What prior research skills do you look for in prospective graduate students? 

Generally, students in my lab come in with a strong skillset in statistics (e.g., undergraduate-level regression), as well as an above-ground level competency in R. Obviously, you can expect to learn a lot of cool quantitative skills in graduate school (e.g., machine learning approaches, structural equation modeling, longitudinal analyses, etc.), but it’s harder to learn these techniques without an already strong foundation in undergraduate statistics.

What if my research experience doesn’t align with the research being conducted in your lab?

That’s totally fine! In fact, most of my graduate students came into the lab with experiences that were not directly related to developmental psychopathology, gene-environment interaction, and genomics. Many of the skills gained from your college or post-bac lab experience should still translate (think: conceptualizing a study design, conducting a literature review, research writing, data analysis, coding, presenting research to scientific audiences, etc.).  In your personal statement, I’ll be eager to learn about why you are interested in conducting the research of our lab, and how you believe the specific skills you gained as an undergrad research assistant should translate.

Do I need a background in genetics? 

No, a background in genetics is not required or expected. We have a plethora of research projects that do not involve genetics.

Do I need to have experience working with child clinical populations (e.g., children with ADHD)? 

No. Many students applying to graduate school may have been unable to acquire valuable field experience during their college years due to COVID-19. However, it is expected that graduate students in my lab are willing and comfortable to work with other adults and children in research settings (i.e., conducting a clinical interview, administering a neurocognitive battery).

Do you have any general advice about applying for graduate school in clinical psychology?

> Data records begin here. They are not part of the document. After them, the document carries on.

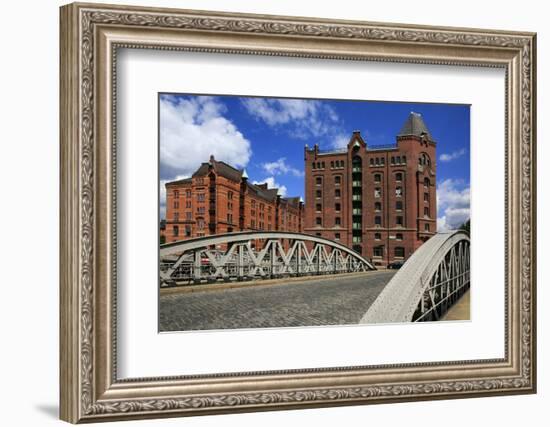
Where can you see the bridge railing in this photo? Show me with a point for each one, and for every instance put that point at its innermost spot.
(233, 256)
(428, 284)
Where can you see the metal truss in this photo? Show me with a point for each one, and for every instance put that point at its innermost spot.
(233, 256)
(428, 284)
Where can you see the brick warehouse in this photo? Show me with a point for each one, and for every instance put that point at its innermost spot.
(378, 200)
(220, 199)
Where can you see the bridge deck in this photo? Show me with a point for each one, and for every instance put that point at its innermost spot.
(335, 301)
(459, 311)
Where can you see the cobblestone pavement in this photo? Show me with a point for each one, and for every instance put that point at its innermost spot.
(339, 301)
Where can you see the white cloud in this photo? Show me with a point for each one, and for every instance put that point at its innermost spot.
(270, 181)
(281, 167)
(191, 130)
(452, 156)
(340, 141)
(302, 118)
(453, 204)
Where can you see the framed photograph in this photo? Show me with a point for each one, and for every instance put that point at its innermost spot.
(266, 212)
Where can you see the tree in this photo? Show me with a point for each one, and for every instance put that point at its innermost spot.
(465, 227)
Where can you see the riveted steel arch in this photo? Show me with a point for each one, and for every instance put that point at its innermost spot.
(202, 258)
(431, 280)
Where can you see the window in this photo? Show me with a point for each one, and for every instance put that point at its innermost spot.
(399, 252)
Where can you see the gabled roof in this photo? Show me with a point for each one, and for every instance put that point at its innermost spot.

There are many excellent guides and resources published by others on getting into graduate school in clinical psychology. Here are a couple that I think are particularly helpful for students:

I’m not sure about doing research, but I really want to work with children. Should I apply to work with you if my goal is to be a child psychologist? 

Our graduate program is probably not the best fit for you if you are primarily interested in a clinical career. Per the UW-Madison Clinical Psychology admissions website: “Our program’s emphasis on training clinical scientists highlights our strong “commitment to empirical approaches to evaluating the validity and utility of testable hypotheses and to advancing knowledge by the scientific method” (APCS mission statement). The principal goal of the UW-Madison Clinical Program is to train clinical psychological scientists who will: 1) generate new and significant knowledge about the factors that influence mental health and illness, 2) develop more effective methods for treating mental illness and promoting mental health, and 3) deliver evidence based, cost effective, clinical care to treat psychopathology and improve mental health.”

However, there are so many excellent training programs that better suit your interests! Refer to the resources I linked above to read about some of them (e.g., master’s in social work, master’s in public health, MS in applied behavior analysis, etc.).